Porto de Santos prioriza combustíveis para evitar desabastecimento em SP
O conflito no Oriente Médio deixou de ser apenas uma notícia distante para o Brasil. Os efeitos da guerra e do bloqueio do Estreito de Ormuz chegaram ao maior porto do país de forma concreta: a Autoridade Portuária de Santos (APS) passou a dar prioridade na atracação de navios carregados com combustíveis, em resposta a um alerta formal da Agência Nacional do Petróleo (ANP) sobre risco real de desabastecimento no estado de São Paulo.
A medida quebra a rotina operacional de um porto que movimenta mais de 130 milhões de toneladas por ano, e sinaliza que as turbulências geopolíticas no Golfo Pérsico já têm impacto direto na segurança energética brasileira.
A priorização de navios de combustível no Porto de Santos não é uma medida administrativa comum. Em condições normais, as embarcações seguem rigorosamente a ordem de chegada para atracação. A decisão baseou-se em parecer da Agência Nacional do Petróleo sobre risco de desabastecimento não só de gasolina, mas de outros insumos, como efeito da guerra entre os Estados Unidos, Israel e Irã, que tem provocado instabilidade na distribuição mundial de combustíveis devido à obstrução do Estreito de Ormuz para navios de alguns países.

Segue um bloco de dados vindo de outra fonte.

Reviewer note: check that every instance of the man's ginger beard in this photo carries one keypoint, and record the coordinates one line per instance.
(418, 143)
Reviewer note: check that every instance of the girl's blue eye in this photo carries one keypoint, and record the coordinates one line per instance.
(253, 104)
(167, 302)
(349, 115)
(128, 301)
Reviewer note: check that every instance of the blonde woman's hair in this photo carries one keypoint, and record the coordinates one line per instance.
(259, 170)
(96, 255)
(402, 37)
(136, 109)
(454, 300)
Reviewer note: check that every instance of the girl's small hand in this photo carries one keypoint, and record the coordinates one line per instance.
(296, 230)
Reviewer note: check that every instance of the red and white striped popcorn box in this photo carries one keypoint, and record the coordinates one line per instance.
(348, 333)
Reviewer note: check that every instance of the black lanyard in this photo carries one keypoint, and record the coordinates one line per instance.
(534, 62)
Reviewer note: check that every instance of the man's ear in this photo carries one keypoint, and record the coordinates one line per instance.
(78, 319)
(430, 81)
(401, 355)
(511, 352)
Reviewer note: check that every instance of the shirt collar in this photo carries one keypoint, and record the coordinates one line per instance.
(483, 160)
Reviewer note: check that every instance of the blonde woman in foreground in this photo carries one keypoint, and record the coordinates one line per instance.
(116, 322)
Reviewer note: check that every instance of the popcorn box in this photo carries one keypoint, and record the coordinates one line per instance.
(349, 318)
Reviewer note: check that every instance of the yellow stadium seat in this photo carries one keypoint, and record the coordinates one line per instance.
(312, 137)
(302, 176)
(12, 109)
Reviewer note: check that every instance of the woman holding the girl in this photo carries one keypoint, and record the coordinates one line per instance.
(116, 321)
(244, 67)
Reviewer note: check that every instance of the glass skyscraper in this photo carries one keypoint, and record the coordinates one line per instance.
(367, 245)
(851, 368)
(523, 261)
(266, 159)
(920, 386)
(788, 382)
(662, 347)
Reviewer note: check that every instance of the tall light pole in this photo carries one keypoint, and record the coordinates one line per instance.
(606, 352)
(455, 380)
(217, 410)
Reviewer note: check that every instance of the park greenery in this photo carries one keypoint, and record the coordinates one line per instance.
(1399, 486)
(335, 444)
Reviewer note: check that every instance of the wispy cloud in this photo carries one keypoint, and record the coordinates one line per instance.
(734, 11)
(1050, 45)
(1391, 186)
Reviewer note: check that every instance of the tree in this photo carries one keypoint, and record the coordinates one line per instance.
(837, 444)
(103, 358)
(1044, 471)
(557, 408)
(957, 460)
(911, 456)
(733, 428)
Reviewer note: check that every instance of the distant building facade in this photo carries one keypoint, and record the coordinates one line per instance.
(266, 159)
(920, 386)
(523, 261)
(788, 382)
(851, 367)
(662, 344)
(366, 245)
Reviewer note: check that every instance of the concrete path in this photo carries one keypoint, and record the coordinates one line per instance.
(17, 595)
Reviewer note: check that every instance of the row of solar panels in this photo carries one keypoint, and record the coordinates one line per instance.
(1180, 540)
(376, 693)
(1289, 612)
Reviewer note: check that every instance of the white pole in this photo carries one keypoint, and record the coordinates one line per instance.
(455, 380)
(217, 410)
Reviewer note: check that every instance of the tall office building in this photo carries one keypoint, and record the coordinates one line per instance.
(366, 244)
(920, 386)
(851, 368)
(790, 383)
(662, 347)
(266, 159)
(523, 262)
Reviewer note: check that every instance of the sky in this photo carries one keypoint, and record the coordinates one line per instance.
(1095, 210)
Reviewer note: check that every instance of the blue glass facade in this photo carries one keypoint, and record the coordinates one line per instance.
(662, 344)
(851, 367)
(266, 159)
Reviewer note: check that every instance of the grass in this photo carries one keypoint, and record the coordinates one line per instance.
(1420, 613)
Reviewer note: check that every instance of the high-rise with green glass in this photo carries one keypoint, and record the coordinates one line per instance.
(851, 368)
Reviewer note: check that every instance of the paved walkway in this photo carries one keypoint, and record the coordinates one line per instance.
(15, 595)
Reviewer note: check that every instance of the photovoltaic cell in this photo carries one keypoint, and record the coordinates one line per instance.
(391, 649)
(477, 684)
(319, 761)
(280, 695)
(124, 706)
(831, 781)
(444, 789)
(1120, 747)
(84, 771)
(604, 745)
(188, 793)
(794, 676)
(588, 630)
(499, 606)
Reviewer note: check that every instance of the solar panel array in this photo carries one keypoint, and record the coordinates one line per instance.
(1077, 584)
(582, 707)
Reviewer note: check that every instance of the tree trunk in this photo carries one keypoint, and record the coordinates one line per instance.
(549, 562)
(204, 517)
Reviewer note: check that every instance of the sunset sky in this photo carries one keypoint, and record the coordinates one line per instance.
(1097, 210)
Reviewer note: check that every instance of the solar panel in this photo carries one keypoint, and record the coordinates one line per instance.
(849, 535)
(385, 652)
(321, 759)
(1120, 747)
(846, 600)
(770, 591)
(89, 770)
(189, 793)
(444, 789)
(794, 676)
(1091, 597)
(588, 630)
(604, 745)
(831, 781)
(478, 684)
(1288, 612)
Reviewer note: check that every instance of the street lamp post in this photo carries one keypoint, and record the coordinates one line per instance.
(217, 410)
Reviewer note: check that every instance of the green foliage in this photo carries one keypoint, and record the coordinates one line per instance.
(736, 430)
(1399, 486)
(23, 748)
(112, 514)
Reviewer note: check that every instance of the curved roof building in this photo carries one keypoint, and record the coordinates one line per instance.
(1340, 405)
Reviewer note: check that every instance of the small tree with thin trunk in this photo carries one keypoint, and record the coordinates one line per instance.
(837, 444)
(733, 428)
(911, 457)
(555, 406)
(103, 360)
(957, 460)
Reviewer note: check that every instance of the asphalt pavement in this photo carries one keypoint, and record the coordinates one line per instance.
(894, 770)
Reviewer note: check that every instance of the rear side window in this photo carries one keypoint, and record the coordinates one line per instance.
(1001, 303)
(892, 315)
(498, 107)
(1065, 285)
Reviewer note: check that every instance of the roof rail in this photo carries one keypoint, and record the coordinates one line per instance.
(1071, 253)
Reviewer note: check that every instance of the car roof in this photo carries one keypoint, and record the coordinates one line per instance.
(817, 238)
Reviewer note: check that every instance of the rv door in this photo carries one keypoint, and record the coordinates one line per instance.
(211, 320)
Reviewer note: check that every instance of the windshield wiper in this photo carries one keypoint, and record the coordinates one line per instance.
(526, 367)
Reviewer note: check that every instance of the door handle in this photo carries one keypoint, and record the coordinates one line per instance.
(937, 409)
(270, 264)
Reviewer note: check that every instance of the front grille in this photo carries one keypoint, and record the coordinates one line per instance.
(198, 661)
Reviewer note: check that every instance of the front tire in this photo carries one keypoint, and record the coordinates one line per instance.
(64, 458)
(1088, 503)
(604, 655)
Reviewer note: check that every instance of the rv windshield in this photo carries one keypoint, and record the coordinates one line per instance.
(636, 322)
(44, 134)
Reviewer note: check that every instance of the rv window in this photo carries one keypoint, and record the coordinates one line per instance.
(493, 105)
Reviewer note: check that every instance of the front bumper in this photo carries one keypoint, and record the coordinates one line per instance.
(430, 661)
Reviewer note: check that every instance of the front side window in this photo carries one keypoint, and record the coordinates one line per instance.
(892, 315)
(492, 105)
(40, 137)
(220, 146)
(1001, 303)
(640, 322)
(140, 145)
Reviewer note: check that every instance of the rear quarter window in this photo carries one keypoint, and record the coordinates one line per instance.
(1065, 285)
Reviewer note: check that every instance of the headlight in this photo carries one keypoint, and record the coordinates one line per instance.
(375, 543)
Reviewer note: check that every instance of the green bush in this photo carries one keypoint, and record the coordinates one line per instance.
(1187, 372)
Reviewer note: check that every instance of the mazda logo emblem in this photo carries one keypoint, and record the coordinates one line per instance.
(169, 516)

O mecanismo utilizado não é inédito. A lógica já foi aplicada em outras ocasiões, como no envio de doações durante as enchentes que atingiram o Rio Grande do Sul em 2024. Em ambos os casos, o critério é o mesmo: interesse público relevante que justifica a exceção à ordem normal de atracação.
A fila que revela a pressão no sistema
Um detalhe operacional revelador: caso o navio chegasse imediatamente, enfrentaria fila de mais de dez embarcações aguardando descarga de combustíveis e gás. Esse congestionamento na entrada de navios de energia no maior porto brasileiro é um indicativo claro de que a demanda por combustíveis está pressionando a capacidade dos terminais.
A Diretoria de Operações da APS negou um pedido de prioridade feito por outra empresa, porque já havia seis navios com o mesmo tipo de produto na fila de espera, o que evidencia tanto o rigor técnico na análise quanto o volume de demanda represada nos terminais de granéis líquidos.
As fragilidades estruturais que o episódio expõe
A crise de abastecimento em formação no Porto de Santos não é apenas uma consequência da guerra, ela expõe vulnerabilidades estruturais da infraestrutura energética brasileira que existiam muito antes do conflito.
A capacidade limitada nos terminais de granéis líquidos cria gargalos que se tornam críticos exatamente quando a demanda é mais urgente. A dependência de poucos corredores de abastecimento, com o Porto de Santos respondendo por uma fatia desproporcional do abastecimento de combustíveis do Sudeste, concentra riscos que deveriam estar distribuídos por uma rede mais diversificada de terminais e rotas.
Esse cenário reforça um argumento que temos explorado nesta série de artigos: a vulnerabilidade da cadeia logística brasileira a choques externos é amplificada pela falta de redundância no sistema. Quando um único ponto da rede, seja o Estreito de Ormuz no cenário global, seja o Porto de Santos no cenário nacional, enfrenta pressão extraordinária, o sistema como um todo sente o impacto de forma desproporcional.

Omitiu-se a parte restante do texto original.